Novel formulation of waste rubber binder in producing net shaped and precise M2 HSS components / Nor'aini Wahab ... [et al.]

Reseach has been performed to develop a new binder that will allow powder metal injection moulding (MIM) of Molydenum High Speed Steel (M2 HSS). The development of the new binder parallels that of other binders utilised in MIM of other metal powder such as stainless steel, cemented carbides, tungsten heavy alloys, and cobalt based alloys. The binder/metal powder ratio, the mixing procedure, the injection moulding process, the debinding process and sintering process have been explored experimentally to optimise the MIM process using M2 HSS as the metal powder and waste rubber (WR) as one of the binder constituent
Injection moulding is a known and viable net-shape process for manufacturing small, complex shaped components, especially for high performance applications. Feedstock preparation for MIM is a vital step as shortcomings such as inhomogeneity of feedstock, metal particles segregation and metal powder-binder seperation cannot be corrected by subsequent processing adjusment. One key component in MIM is the selection of binder and the formulation as the binder promotes fluidity and rigidity of the feedstock particularly during mixing, injection moulding and debinding. The characterictics of the binder greatly affected MIM parameters such as particle packing, agglomeration, mixing, rheology, moulding, debinding, dimensional accuracy, defects and properties of the sintered MIM part Two binder systems have been successfully developed for MIM of M2 HSS components. The binder systems comprise of waste rubber binder combined with major fraction of conventional binder, paraffin wax and local binder based on palm oil derivative palm stearin. Paraffin wax (PW) and palm stearin (PS) can be removed rapidly by heptane leaching without deterioration of the green injection moulded parts. Polyproplene (PE) can be removed by prolysis during ramping up to the sintering temperature.

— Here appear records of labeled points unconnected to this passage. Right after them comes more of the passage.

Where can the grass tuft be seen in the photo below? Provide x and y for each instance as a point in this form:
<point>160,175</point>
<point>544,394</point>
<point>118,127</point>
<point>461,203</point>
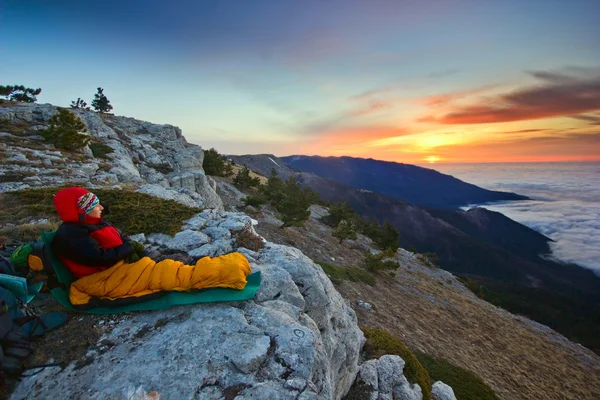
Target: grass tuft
<point>380,342</point>
<point>466,385</point>
<point>340,274</point>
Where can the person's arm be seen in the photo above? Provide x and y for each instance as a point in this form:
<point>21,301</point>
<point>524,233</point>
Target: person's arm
<point>84,249</point>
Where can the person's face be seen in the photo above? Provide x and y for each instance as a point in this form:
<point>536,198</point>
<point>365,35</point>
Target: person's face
<point>96,211</point>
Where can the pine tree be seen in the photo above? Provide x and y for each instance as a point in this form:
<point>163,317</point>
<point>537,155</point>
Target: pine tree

Studies have been performed to the feedstock compositions and to the process parameters in order to obtain high strength and dense components. Feedstocks having a powder loading of the 22um M2 HSS mixture up to 65 vol% can be injection moulded successfully. The developed binder systems provide flow ability of the M2 HSS particles and shape retention of the moulded parts. The brown parts were then sintered in vacuum atmosphere within a temperature range of 1200°C to 1260°C. Optimum sintered properties were obtained from the conventional binder, paraffin wax, whilst the sintered properties obtained from local binders palm stearin are comparable and good. The paraffin wax binder sintered at 1250°C possessed maximum density of was 8.095g/cm3 whilst palm stearin binder achieved optimum density of 8.111g/cm3 when sintered at 1240°C. The results suggested that the sintered density obtained from both binder systems have exceeded the theoretical density. The results also showed that optimum strength of paraffin wax and palm stearin binder were 2351Mpa and 2210MPa respectively, both recorded at sintering temperature of 1230°C. The strength of sintered parts for both binder systems decreases with increasing sintering temperatures which could be due to embrittlement of the part as a result of grain growth effect.